Background Statin therapy is highly efficacious in the prevention of fatal and nonfatal atherosclerotic events in persons at increased cardiovascular risk. However, its long‐term effectiveness in practice depends on a high level of medication adherence by patients. Methods We identified nondiabetic adults with cardiovascular risk factors between 2008 and 2010 within a large integrated health care delivery system in Northern California. Through 2013, we examined the use and adherence of newly initiated statin therapy based on data from dispensed prescriptions from outpatient pharmacy databases. Results Among 209,704 eligible adults, 68,085 (32.5%) initiated statin therapy during the follow‐up period, with 90.4% receiving low‐potency statins. At 12 and 24 months after initiating statins, 84.3% and 80.2%, respectively, were actively receiving statin therapy, but only 42% and 30%, respectively, had no gaps in treatment during those time periods. There was also minimal switching between statins or use of other lipid‐lowering therapies for augmentation during follow‐up.

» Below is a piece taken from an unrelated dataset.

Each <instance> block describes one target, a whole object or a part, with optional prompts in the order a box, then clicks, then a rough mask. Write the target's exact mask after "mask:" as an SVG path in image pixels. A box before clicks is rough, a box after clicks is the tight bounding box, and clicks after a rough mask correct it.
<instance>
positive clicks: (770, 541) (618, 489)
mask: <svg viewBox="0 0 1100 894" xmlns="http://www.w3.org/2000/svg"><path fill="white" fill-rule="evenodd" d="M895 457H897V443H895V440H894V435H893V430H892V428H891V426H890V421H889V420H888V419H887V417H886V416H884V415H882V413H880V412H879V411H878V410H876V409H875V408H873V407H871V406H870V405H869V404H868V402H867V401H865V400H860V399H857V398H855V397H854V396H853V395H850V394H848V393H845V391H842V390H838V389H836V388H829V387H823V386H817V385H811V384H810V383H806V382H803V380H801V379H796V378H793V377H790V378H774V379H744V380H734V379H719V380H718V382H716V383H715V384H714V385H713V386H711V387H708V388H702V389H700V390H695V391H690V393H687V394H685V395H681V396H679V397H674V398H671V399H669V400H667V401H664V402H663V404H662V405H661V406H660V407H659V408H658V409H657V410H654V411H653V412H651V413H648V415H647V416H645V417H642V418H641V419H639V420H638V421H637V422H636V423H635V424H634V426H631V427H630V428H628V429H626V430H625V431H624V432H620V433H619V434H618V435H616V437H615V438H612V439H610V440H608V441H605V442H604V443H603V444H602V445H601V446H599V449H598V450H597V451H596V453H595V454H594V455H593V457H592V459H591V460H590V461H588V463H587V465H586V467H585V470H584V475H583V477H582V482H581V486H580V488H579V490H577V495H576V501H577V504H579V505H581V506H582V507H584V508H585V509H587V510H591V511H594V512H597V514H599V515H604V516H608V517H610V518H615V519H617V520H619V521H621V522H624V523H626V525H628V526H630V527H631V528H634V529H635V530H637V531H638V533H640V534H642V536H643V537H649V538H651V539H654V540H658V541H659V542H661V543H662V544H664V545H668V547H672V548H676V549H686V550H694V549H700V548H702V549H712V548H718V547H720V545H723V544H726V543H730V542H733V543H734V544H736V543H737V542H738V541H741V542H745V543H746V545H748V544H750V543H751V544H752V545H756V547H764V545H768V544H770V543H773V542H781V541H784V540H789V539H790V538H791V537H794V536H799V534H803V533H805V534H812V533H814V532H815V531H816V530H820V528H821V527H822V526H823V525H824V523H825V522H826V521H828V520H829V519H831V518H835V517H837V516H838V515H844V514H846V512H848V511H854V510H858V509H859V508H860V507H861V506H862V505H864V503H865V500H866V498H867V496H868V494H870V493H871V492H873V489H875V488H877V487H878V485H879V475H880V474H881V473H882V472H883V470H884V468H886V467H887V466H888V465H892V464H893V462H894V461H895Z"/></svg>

Age ≥ 50 years, Asian/Pacific Islander race, Hispanic ethnicity, prior myocardial infarction, prior ischemic stroke, hypertension, and baseline low‐density lipoprotein cholesterol > 100 mg/dL were associated with higher adjusted odds, whereas female gender, black race, current smoking, dementia were associated with lower adjusted odds, of active statin treatment at 12 months after initiation. Conclusions There remain opportunities for improving prevention in patients at risk for cardiovascular events. Our study identified certain patient subgroups that may benefit from interventions to enhance medication adherence, particularly by minimizing treatment gaps and discontinuation of statin therapy within the first year of treatment.